This week was spent building a new Proxmox VE 4.0 cluster in the Fremont colocation facility. Hyper-convergence is the current buzzword so the idea of running Ceph on the VM and container hosts seems like an interesting idea. Along with ZFS, I did want to add Ceph into the mix to accomplish the goal of having distributed storage. One very interesting feature of Proxmox is that it has a nice GUI to install and manage Ceph. Here is the official Proxmox Ceph cluster guide which you should follow after setting up the cluster. During the setup, I ran into an issue that we have gotten a few mails on over the past few months so I decided to include the fix in a formal post. The issue arises especially after recycling disks to re-use existing VM hosts for a Proxmox VE and Ceph cluster. Proxmox VE assumes that you are using clean disks with no partition table. We are using disks that were previously used as ZFS mirrors so we need to first delete the partition table.
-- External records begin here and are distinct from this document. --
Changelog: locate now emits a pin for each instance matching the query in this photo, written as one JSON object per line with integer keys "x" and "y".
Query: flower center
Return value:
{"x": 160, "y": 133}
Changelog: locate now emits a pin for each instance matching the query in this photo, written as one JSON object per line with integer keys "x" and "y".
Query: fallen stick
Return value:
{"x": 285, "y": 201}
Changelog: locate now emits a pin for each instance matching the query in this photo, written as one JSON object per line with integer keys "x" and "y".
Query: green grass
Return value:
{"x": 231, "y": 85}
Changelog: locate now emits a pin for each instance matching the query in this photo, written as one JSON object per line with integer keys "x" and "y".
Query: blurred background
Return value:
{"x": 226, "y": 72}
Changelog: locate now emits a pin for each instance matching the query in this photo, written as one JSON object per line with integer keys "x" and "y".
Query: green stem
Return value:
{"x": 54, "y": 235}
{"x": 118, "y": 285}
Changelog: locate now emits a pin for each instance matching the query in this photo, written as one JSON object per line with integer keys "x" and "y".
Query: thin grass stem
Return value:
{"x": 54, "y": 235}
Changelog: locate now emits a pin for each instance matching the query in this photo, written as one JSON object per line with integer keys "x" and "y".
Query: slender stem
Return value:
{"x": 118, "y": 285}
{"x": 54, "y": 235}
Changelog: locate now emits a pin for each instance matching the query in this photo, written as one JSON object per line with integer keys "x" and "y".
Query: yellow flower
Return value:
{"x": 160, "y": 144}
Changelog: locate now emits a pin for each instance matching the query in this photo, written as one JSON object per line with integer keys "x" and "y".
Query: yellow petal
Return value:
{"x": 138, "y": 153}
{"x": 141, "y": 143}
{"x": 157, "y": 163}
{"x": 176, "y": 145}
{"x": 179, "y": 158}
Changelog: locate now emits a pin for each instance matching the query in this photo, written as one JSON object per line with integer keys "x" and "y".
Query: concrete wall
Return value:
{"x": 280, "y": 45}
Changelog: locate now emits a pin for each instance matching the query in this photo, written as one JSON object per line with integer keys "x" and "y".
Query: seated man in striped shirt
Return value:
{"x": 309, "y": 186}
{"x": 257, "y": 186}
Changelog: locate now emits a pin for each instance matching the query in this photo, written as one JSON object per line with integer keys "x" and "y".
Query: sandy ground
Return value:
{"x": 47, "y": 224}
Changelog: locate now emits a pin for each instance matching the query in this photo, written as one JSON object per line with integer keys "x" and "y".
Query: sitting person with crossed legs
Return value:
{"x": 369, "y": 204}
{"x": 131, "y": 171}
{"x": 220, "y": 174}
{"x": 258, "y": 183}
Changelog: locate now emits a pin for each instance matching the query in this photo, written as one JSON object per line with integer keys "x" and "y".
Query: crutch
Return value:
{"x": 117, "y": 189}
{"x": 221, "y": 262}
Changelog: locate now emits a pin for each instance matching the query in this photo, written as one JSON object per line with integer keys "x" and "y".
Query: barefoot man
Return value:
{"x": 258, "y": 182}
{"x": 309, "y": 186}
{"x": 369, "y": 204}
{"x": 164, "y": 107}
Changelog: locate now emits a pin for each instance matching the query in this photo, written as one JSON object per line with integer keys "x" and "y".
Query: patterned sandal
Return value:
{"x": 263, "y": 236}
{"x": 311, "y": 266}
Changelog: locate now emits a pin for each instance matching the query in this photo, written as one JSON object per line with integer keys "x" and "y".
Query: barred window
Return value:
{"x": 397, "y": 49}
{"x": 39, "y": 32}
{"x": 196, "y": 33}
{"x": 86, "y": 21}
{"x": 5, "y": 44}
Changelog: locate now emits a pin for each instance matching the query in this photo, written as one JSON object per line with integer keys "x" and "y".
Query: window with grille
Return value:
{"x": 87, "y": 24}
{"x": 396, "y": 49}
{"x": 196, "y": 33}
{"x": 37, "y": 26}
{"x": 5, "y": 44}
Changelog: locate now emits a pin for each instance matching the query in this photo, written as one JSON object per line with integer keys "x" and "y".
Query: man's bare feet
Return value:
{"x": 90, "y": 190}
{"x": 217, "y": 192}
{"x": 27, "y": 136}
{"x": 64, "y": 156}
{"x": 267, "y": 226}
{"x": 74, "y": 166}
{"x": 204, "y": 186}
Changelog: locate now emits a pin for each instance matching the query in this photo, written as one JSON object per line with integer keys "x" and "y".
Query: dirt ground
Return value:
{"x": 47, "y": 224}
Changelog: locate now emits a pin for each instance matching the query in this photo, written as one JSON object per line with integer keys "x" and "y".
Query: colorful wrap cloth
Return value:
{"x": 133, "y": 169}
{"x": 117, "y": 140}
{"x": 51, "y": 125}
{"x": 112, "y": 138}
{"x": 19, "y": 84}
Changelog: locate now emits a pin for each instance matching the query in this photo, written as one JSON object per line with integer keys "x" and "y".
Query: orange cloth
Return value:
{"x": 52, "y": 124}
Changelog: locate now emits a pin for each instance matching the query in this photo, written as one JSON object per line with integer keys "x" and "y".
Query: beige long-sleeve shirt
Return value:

This is a quick guide will cover how to do so along the way.
In this example, the node I am using here is an Intel Xeon D-1540 node with 64GB RAM and six disks:
- 2x 240GB SSDs – ZFS RAID 1 rpool for Proxmox VE root filesystem
- 2x 480GB SSDs
- 2x 4TB hard drives – these were formerly ZFS mirror drives that we are converting to Ceph storage
The first steps in creating a Ceph cluster must be done from the command line:
pveceph init --network 10.0.103.0/24
pveceph createmon
The network 10.0.103.0/24 is our internal 10Gbase-T network setup in the colocation specifically for storage traffic. As a tip: it can be easier to issue the createmon command on each host via SSH.
From here, Proxmox provides an easy to use GUI to setup the Ceph cluster. One of the first things one will want to do is add a Ceph OSD. This can be done by going to the top Ceph tab and then the Disks sub-tab (bottom).
That location is a little bit confusing since you want to create an OSD but that is not on the OSD tab. Generally, one can just click on a drive and use the Create: OSD button. However, we can see the option to Create: OSD is unavailable and grayed out. We have gotten quite a few notes asking about this so we figured it was worth a quick detour, especially for those re-purposing servers for this type of cluster.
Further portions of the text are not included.